For anyone interested in the history of the Normandy campaign I would really recommend a visit to Project ’44.
In this second post on Wargaming Operation Epsom, I decided to explore the basics of what forces would be required to wargame the battle on a single wargames table. As discussed previously this is a battle that could fit onto a 6 foot wide table at a scale of 100m = 1”, the same scale as Fistful of Tows and some other WW2 rules. The frontage of the attack was 4.5 miles, just over 7 km.

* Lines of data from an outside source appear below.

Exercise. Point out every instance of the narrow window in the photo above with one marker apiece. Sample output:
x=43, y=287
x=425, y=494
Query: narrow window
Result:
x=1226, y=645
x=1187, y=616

My initial findings were that the British were attacking with 3 divisions. Now this seemed to be a lot fit into one battle on one table. However, having read further I realised that these three divisions weren’t all involved at the same time. In fact, the initial assault was by two brigades of the 15th (Scottish) Infantry Division, with support from independent Armoured Brigades and elements of the 11th Armoured Division. In effect therefore the battle would start with the British attacking with 6 infantry battalions plus supporting units and tank battalions. That feels much more doable on a six foot table – with each battalion having a foot of table as their frontage. At 6mm or 1/300 scale that would work really well I think. I am planning to use “platoon level” rules, where a stand or infantry represents a platoon. So that means an infantry company would be 3 stands, and a British infantry battalion would be 12 infantry stands plus other bits and bobs.
So slightly relieved by that time to press on and do some more research and start planning out what to do next for Wargaming Operation Epsom. I think that will involve looking at the layout of the terrain – how much of the battlefield will be included on the table and what features will be included – for instance would all the villages and roads be needed at this scale?
I am currently reading Max Hasting’s Overlord book. It’s very well written and has also sparked some ideas for WW2 wargaming – particular micro armour/6mm style games. One of the big set-piece operations of the Normandy campaign was Operation Epsom. It was one of the many attempts to take Caen by outflanking it. The attack failed ultimately, although some ground was gained.
The information that Max Hastings provided about it included the fact that the attack frontage for the three British divisions involved was 4.5 miles. That equates to 7.24 km or 7,240 metres. Now there are WW2 wargames rules where the ground scale is 100m = 1″ on the tabletop (such as Fistful of Tows). That means you could fit the attack onto a standard 6′ wargames table. 7240 metres equals 72.42″ at this scale.
Now most wargames even with 1/300/6mm tanks assume that you’re playing with say a regiment or a brigade – not 3 divisions! I am intrigued to see how a wargame of this size might work on a standard 6′ table. I am going to explore possibilities further and will blog again soon about wargaming Operation Epsom.